Edmonton council puts river valley solar farm proposal on hold

After three full days of public hearings, Edmonton city council voted to send a river valley solar farm back to administration for review.

The solar farm project proposed by Epcor required the rezoning of approximately 22 hectares of river valley land in southwest Edmonton, near the E.L. Smith Water Treatment Plant.

But council instead passed a motion Wednesday evening directing administration to work with Epcor water and the Enoch Cree Nation to continue engagement and return to public hearing activities.

Although the Enoch Cree Nation initially supported the development, it has since withdrawn its support.

The motion passed Wednesday includes that engagement activities include sharing archeological and traditional knowledge to further uncover the site’s history. 

“Major projects cannot — increasingly should not — proceed without strong Indigenous consultation,” said Coun. Sarah Hamilton, who proposed the amendment.

She added that returning to engagement did not presuppose an outcome and that she hoped it would set “a new threshold for what we expect of these projects.”

Coun. Aaron Paquette was concerned about the language but said he supported the second amendment added by Coun. Ben Henderson, which asks administration report to council to consider whether the location is essential.

“Our job is a land use job right now,” he said. “Our job isn’t to go and facilitate a conversation between Epcor and Enoch Cree Nation, that’s not the city’s job here.”

The Epcor project had already made it past most regulatory hurdles, securing support from city administration and approval from provincial bodies such as the Alberta Utilities Commission and Alberta Culture and Tourism.

Craig Bonneville, the Epcor project director said after the meeting the utilities company is ready to engage with the Enoch Cree Nation.

“We haven’t heard a lot of detail on their reasoning but we fully intend on reaching out very quickly to understand that and work collaboratively with them,” he said. 

Environmental concerns

Environmentalists opposed the project and were among those who gave testimony during public hearings.

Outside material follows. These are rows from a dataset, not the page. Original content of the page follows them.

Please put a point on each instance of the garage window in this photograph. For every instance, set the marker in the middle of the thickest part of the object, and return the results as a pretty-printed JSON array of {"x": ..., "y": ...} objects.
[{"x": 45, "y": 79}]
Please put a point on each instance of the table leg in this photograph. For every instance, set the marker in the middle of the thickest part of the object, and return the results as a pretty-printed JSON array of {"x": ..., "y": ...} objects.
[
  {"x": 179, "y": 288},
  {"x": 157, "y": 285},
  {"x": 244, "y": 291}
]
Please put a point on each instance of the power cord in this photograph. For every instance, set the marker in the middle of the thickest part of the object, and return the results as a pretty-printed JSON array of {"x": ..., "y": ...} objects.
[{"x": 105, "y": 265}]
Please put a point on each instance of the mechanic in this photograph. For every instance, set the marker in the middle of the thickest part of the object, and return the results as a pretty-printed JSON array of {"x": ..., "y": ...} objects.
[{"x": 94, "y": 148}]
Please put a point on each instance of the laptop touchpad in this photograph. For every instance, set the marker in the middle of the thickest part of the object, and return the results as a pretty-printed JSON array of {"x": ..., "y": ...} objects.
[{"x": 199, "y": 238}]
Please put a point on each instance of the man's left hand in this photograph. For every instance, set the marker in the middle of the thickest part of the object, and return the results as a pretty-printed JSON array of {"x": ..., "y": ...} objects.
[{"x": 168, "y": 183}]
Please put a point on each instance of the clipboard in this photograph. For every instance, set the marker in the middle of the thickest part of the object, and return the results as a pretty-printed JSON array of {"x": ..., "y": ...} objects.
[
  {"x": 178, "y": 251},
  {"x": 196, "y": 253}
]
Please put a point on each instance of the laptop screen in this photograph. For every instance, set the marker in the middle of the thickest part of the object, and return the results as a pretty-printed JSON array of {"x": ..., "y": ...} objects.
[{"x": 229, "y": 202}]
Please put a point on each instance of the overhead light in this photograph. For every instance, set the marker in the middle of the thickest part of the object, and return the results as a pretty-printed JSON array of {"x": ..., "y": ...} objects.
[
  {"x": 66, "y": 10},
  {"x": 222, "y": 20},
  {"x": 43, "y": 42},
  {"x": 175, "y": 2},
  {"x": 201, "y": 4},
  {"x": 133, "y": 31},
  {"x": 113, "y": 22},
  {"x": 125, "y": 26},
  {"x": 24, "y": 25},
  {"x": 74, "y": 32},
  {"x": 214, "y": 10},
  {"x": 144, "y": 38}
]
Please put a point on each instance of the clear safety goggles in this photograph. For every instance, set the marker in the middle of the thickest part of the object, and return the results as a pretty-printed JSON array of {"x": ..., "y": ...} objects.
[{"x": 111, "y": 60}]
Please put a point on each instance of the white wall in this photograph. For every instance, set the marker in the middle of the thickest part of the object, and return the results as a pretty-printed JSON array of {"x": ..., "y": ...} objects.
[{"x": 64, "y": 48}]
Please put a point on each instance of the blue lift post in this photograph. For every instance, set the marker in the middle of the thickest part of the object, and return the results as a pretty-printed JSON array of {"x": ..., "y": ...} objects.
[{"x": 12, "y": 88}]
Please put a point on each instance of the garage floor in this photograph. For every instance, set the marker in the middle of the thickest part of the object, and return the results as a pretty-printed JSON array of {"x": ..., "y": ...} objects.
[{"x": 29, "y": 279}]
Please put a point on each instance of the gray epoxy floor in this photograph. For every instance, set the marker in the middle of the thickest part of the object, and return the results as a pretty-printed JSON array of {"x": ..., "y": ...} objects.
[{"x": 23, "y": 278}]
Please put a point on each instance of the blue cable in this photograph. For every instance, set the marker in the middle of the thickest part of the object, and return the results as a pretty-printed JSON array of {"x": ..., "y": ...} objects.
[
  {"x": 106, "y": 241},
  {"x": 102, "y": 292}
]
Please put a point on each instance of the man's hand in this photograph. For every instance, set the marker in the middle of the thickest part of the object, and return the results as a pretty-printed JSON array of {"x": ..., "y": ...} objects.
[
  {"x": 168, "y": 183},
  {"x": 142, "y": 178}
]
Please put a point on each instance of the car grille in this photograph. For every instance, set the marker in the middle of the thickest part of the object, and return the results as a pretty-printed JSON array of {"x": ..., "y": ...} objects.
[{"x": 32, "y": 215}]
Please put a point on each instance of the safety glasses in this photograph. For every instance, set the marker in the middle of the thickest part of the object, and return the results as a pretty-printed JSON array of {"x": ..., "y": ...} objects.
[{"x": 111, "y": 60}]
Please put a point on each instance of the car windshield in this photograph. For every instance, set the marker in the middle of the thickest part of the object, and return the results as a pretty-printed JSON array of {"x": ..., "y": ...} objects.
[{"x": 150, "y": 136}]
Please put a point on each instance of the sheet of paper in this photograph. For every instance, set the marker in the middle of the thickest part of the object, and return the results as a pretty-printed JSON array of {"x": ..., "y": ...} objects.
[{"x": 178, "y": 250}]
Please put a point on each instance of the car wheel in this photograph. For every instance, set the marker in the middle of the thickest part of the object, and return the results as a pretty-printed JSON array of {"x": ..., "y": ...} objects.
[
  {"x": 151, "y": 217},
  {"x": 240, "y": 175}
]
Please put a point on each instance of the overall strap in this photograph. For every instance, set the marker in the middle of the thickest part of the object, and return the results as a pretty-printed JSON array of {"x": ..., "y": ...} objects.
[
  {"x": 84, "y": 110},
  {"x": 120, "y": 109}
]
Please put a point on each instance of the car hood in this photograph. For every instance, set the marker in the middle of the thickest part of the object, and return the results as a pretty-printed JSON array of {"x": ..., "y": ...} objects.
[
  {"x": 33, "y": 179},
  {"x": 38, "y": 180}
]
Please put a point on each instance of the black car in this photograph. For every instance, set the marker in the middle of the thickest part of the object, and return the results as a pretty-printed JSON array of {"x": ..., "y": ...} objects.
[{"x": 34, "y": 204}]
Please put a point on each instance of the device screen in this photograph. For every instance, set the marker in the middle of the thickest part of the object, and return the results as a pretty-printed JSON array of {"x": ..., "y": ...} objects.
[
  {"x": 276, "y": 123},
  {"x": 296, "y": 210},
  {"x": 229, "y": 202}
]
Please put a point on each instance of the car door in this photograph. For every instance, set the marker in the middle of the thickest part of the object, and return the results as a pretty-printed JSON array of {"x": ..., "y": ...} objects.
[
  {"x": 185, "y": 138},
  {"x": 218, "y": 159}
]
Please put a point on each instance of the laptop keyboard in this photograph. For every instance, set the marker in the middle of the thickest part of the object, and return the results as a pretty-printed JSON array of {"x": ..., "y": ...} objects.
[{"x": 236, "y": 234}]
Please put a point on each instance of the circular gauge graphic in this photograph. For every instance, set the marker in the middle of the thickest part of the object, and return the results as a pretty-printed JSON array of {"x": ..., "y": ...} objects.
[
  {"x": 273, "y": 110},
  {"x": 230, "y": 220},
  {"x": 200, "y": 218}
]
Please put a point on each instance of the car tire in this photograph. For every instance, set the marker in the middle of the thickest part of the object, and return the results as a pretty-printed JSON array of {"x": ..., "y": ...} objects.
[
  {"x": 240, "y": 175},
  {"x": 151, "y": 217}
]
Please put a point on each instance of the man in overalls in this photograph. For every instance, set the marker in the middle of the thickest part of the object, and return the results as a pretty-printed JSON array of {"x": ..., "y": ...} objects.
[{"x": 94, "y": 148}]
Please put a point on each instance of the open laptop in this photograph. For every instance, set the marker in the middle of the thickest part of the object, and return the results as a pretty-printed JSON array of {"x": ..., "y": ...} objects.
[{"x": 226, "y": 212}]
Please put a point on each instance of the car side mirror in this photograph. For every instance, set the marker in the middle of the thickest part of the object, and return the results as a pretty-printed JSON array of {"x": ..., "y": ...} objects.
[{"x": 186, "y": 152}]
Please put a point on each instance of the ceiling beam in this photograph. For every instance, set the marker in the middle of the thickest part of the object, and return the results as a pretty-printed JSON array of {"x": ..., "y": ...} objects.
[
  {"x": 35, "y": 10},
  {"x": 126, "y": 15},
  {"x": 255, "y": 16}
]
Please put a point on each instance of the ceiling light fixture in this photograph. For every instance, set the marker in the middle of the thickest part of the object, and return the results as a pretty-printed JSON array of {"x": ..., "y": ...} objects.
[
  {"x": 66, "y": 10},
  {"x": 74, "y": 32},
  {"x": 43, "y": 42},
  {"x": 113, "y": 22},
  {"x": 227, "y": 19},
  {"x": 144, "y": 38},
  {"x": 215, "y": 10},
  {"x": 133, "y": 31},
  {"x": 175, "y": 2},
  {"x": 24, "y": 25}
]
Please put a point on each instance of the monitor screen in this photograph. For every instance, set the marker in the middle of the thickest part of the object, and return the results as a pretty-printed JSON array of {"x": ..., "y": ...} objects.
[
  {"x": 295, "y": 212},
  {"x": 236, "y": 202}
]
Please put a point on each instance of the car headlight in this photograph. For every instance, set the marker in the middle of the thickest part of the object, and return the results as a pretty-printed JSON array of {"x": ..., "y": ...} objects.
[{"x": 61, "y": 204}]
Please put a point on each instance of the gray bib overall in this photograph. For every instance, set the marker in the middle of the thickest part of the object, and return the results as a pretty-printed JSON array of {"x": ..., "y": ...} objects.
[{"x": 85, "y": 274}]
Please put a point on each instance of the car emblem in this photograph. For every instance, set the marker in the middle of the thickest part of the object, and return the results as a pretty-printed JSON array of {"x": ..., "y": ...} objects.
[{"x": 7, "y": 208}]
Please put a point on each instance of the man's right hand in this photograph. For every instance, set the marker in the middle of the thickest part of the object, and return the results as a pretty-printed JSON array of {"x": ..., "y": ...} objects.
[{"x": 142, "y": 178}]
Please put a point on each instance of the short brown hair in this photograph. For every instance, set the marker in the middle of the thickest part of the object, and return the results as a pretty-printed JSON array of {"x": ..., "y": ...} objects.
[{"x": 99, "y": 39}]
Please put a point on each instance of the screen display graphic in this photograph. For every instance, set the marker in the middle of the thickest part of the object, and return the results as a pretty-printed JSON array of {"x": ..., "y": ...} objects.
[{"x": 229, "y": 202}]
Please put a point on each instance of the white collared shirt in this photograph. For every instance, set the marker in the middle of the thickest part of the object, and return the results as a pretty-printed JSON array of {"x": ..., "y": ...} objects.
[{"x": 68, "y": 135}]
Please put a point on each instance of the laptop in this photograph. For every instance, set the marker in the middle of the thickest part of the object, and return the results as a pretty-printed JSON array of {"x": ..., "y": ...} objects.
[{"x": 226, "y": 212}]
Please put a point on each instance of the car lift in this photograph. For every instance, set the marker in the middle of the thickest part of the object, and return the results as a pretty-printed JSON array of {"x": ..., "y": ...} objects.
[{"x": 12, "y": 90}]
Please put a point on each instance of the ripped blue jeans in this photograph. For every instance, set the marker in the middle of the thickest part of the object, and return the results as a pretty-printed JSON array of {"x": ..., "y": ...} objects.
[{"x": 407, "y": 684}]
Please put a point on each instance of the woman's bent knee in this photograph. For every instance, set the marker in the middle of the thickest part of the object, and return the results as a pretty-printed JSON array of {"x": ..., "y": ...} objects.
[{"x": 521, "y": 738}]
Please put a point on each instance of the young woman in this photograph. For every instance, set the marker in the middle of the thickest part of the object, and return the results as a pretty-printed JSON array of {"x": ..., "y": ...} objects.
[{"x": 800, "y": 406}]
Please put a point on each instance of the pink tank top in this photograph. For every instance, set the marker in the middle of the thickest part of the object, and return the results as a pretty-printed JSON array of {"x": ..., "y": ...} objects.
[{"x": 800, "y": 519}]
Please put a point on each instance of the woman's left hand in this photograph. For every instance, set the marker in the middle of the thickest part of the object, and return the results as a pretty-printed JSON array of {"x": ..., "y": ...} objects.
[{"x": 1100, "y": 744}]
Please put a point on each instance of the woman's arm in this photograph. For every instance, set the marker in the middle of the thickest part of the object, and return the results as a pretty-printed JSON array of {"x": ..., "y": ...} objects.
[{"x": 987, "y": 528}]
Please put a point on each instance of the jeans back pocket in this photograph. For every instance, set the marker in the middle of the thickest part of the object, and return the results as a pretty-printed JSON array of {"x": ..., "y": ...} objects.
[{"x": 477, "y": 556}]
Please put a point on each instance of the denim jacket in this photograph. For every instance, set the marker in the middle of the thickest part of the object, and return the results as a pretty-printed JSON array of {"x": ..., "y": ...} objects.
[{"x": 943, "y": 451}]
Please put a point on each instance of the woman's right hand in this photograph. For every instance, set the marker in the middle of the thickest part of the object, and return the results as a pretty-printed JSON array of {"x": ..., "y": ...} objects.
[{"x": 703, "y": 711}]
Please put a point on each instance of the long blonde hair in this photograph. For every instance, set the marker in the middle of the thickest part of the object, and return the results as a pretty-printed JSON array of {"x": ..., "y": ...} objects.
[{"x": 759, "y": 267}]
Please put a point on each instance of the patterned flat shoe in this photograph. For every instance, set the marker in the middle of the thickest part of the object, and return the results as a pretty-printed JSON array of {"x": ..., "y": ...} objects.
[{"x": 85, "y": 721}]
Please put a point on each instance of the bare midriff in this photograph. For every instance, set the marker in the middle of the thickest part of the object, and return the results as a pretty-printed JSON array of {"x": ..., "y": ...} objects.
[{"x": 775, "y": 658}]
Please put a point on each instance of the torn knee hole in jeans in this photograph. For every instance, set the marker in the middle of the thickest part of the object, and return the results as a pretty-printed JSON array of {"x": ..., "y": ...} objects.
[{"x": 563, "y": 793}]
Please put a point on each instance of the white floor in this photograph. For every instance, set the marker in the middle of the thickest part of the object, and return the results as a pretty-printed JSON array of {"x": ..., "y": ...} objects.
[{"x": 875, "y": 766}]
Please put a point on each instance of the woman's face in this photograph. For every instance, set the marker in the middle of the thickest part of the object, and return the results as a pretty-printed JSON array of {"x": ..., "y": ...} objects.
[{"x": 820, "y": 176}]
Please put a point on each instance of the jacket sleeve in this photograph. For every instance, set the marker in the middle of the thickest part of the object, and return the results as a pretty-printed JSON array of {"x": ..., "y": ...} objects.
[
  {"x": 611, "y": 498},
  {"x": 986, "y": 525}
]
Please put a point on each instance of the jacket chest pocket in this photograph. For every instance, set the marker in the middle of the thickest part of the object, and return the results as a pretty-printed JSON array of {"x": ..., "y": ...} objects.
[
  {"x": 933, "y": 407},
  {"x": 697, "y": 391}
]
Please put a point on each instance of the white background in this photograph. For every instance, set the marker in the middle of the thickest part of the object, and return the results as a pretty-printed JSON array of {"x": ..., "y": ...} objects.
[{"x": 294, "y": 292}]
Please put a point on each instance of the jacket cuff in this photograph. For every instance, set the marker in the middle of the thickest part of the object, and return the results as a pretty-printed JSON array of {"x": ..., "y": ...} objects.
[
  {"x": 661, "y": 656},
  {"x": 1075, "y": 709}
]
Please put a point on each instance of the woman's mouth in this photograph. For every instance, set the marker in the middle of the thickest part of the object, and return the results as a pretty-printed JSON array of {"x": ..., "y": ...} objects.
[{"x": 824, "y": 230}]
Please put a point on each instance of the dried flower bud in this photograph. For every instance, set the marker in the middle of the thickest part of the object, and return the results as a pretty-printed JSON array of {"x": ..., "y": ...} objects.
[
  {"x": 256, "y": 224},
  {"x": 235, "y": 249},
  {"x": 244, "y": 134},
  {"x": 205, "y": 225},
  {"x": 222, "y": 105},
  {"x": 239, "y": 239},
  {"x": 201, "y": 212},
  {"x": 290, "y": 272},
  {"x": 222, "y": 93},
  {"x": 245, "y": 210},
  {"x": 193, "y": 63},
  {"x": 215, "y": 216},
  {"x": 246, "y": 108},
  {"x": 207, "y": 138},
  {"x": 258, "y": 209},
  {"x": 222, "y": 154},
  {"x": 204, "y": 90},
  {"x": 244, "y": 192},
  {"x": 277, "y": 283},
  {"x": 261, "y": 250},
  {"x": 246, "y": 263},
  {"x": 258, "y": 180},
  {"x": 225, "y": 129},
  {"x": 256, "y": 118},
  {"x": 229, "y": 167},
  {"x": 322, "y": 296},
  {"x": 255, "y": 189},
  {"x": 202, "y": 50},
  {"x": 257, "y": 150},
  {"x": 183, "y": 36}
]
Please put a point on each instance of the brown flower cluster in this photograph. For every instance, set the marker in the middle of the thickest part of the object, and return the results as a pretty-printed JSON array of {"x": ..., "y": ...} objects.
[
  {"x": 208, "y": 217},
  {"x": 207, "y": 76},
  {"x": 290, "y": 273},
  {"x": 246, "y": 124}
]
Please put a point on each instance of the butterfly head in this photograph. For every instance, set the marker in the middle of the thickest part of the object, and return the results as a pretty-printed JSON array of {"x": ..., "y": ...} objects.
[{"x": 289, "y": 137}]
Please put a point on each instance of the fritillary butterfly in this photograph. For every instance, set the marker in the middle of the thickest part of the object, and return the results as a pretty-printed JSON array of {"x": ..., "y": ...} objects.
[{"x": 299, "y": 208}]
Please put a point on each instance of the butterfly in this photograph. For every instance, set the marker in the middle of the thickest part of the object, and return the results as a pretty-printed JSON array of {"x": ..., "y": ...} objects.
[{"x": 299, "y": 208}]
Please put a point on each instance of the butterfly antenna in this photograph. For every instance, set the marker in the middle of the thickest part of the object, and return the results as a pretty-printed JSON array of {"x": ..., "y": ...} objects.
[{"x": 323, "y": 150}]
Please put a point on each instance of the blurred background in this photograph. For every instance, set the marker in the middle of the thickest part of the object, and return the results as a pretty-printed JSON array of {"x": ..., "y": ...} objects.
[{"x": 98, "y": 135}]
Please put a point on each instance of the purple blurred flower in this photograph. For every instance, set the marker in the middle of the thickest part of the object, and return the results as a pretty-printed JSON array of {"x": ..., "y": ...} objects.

Charles Richmond, urban issues coordinator of the environmental group Sierra Club Canada Foundation, said the decision was “moving in a good direction” but was critical of the continued focus on that location.

“All of this could have been settled if council did remove the locale, then there could’ve been some negotiation and a new proposal and everyone would come out looking good,” he said.

While Epcor owns the land adjacent to the water treatment plant, the land is currently zoned as a metropolitan recreation and environmental protection zone. The company had requested the zoning be changed to a “direct development control provision” to permit the development of a utility service.

Under that provision, the city would retain some control of what the final development would look like, including provisions for landscaping and fencing.

Epcor says the project aligns with city goals to secure more energy from renewable sources.

Edmonton’s Energy Transition Strategy has an objective of generating 10 per cent of the city’s electricity locally by 2035.